キケンで金食い虫な上お粗末な高速増殖炉(もんじゅ)の雛型、「常陽」は再稼働へ向け安全審査へ
Newsソース 2016/01/28 読売新聞 
高速実験炉「常陽」、再稼働向け安全審査申請へ
 
日本原子力研究開発機構は、高速実験炉「常陽」(茨城県大洗町)の再稼働に向けた安全審査を、2016年度中に原子力規制委員会へ申請する方針を固めた。
常陽は、同機構の高速増殖炉「もんじゅ」(福井県敦賀市)と同じく研究段階の原子炉。もんじゅの先行きが不透明な中、当面は常陽の再稼働で、核燃料を再利用する「核燃料サイクル政策」を維持する狙いがある。

 核燃料サイクルの中核施設のもんじゅは、大量の点検漏れなどが相次ぎ、規制委が昨年11月、運営組織の見直しを勧告した。再稼働は見通せない。

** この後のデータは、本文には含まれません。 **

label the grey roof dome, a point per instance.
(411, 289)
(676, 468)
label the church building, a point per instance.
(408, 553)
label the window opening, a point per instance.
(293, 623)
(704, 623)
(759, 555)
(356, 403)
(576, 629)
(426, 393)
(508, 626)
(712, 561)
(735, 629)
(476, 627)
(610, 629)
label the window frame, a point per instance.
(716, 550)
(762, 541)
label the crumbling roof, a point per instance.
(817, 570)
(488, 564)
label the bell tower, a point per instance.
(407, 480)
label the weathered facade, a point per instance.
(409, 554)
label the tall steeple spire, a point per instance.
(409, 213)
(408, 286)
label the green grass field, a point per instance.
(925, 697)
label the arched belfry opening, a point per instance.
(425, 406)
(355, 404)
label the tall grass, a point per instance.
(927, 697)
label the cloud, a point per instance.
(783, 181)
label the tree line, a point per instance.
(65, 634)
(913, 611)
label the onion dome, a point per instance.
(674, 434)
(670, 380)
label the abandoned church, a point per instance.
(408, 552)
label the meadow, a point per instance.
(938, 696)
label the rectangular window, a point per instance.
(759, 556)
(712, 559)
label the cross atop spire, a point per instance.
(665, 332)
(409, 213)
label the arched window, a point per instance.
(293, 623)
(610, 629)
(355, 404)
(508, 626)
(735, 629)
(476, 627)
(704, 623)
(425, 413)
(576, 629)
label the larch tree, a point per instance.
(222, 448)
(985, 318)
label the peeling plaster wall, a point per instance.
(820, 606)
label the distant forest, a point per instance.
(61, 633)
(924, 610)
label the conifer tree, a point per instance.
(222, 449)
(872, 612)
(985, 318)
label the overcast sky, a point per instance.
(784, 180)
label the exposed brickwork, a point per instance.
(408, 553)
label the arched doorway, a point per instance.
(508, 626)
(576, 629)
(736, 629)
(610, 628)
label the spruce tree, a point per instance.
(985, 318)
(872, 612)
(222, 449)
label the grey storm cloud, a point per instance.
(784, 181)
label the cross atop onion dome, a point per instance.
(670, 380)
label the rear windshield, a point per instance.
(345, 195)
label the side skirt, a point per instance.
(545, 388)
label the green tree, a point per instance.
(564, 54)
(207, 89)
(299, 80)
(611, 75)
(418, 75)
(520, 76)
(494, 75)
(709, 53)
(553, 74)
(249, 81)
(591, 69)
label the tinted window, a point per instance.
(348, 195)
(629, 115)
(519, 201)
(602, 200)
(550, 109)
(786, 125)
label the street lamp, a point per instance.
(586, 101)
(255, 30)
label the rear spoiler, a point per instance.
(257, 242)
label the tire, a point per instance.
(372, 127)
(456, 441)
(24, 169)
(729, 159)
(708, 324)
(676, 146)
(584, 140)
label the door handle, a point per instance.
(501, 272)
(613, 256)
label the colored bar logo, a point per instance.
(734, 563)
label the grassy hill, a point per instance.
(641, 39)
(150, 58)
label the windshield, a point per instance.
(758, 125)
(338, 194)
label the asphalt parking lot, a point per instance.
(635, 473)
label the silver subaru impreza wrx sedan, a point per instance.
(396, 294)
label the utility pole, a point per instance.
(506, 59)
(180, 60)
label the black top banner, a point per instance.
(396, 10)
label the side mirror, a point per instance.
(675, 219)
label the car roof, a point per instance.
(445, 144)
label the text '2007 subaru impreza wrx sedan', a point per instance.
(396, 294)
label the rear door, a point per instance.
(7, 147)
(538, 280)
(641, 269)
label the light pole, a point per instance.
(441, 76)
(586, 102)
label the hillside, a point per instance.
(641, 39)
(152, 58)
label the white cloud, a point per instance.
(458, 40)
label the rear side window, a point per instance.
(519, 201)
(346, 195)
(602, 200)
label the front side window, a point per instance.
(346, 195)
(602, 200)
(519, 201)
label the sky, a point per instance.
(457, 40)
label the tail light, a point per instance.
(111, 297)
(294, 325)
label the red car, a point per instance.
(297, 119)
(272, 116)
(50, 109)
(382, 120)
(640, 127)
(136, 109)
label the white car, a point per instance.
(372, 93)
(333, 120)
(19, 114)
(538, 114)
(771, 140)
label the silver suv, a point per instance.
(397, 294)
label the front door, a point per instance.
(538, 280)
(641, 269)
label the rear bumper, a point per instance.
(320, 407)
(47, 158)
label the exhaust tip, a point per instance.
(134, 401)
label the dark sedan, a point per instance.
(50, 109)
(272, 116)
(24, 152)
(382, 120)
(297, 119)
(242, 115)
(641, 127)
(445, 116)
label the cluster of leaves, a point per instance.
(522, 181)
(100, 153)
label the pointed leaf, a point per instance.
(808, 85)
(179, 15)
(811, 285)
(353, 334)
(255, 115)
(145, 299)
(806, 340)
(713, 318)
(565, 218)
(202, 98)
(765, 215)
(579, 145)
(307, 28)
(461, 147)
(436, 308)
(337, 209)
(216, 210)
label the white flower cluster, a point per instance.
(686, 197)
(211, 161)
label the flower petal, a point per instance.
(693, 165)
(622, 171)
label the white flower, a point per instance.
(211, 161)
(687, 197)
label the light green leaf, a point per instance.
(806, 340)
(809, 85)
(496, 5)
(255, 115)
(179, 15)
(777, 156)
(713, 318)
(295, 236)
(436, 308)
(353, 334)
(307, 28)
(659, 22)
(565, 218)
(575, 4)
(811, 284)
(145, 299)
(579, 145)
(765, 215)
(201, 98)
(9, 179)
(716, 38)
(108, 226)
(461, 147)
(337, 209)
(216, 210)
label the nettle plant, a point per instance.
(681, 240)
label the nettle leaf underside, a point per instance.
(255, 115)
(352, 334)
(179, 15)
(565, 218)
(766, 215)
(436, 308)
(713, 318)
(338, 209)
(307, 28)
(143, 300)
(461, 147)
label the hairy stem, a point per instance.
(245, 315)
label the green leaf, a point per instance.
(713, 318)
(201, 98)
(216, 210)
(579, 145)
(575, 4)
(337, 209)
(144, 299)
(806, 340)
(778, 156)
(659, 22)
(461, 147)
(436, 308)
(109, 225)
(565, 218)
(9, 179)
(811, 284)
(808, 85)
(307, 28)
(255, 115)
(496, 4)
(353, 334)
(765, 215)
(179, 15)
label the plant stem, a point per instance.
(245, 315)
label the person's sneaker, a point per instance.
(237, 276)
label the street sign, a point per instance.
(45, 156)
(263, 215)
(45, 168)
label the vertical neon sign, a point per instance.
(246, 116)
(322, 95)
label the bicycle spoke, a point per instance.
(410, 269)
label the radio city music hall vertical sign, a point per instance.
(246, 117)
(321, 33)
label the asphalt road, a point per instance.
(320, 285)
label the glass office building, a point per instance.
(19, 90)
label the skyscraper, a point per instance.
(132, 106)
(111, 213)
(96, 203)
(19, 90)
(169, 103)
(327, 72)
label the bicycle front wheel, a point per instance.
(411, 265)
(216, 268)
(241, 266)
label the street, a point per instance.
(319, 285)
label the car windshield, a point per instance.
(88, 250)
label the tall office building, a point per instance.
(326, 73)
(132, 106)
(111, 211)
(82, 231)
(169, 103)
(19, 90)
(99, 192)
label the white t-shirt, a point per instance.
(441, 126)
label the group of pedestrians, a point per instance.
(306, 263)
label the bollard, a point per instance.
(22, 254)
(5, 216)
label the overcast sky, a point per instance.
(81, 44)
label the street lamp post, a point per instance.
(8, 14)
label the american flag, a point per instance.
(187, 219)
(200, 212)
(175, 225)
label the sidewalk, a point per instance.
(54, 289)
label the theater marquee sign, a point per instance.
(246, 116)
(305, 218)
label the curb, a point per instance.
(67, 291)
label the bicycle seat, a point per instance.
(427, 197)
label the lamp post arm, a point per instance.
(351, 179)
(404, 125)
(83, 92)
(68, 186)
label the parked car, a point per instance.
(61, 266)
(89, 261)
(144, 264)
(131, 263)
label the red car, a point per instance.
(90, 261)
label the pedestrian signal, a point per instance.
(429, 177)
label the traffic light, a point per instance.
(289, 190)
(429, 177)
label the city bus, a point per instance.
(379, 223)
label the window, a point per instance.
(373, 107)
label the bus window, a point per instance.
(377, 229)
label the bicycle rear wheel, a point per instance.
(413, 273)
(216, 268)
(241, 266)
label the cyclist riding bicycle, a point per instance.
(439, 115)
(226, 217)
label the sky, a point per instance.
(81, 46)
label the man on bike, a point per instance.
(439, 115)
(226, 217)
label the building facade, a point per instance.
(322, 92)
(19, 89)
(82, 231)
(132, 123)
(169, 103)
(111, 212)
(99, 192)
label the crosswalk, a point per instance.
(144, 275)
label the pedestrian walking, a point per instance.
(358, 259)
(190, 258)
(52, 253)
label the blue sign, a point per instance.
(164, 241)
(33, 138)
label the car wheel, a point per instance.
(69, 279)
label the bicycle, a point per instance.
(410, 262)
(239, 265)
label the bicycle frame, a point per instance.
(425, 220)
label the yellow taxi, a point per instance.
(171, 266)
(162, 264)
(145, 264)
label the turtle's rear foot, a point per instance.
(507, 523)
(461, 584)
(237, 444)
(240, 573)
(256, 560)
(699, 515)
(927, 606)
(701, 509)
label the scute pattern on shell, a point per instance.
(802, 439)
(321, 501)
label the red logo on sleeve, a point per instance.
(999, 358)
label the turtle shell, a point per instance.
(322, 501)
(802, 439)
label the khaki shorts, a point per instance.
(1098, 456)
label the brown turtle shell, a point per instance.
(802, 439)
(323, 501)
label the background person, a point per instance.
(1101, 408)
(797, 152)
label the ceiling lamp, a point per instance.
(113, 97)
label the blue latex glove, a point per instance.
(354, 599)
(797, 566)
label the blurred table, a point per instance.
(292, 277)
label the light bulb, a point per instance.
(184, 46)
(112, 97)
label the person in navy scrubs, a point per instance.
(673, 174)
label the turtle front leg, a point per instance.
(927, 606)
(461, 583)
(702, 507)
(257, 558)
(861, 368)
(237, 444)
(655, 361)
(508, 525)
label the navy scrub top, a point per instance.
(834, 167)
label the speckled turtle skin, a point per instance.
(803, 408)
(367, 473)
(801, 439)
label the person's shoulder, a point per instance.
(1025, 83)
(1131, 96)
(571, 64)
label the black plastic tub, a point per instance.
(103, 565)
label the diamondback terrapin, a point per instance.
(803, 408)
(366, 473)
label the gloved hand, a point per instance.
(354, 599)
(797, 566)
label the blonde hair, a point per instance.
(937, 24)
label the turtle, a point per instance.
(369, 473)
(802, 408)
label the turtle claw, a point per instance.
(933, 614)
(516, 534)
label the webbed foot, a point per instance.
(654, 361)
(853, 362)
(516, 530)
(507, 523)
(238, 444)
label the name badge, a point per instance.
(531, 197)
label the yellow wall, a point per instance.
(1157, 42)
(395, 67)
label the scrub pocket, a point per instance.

 一方、常陽はもんじゅより一つ手前の研究段階にあり、発電設備はないが、もんじゅと同様、原子炉の冷却にナトリウムを使い、高速中性子で核分裂反応を起こす。1977年に原子炉の反応が安定して続く「臨界」を達成、累積で7万時間(約2900日)を超える運転実績がある。装置のトラブルで2007年から停止しているが、15年6月に復旧作業が完了。機構は、申請に必要な書類を15年度末までに準備できると判断した。審査が順調に進めば数年内に再稼働する見通しだ。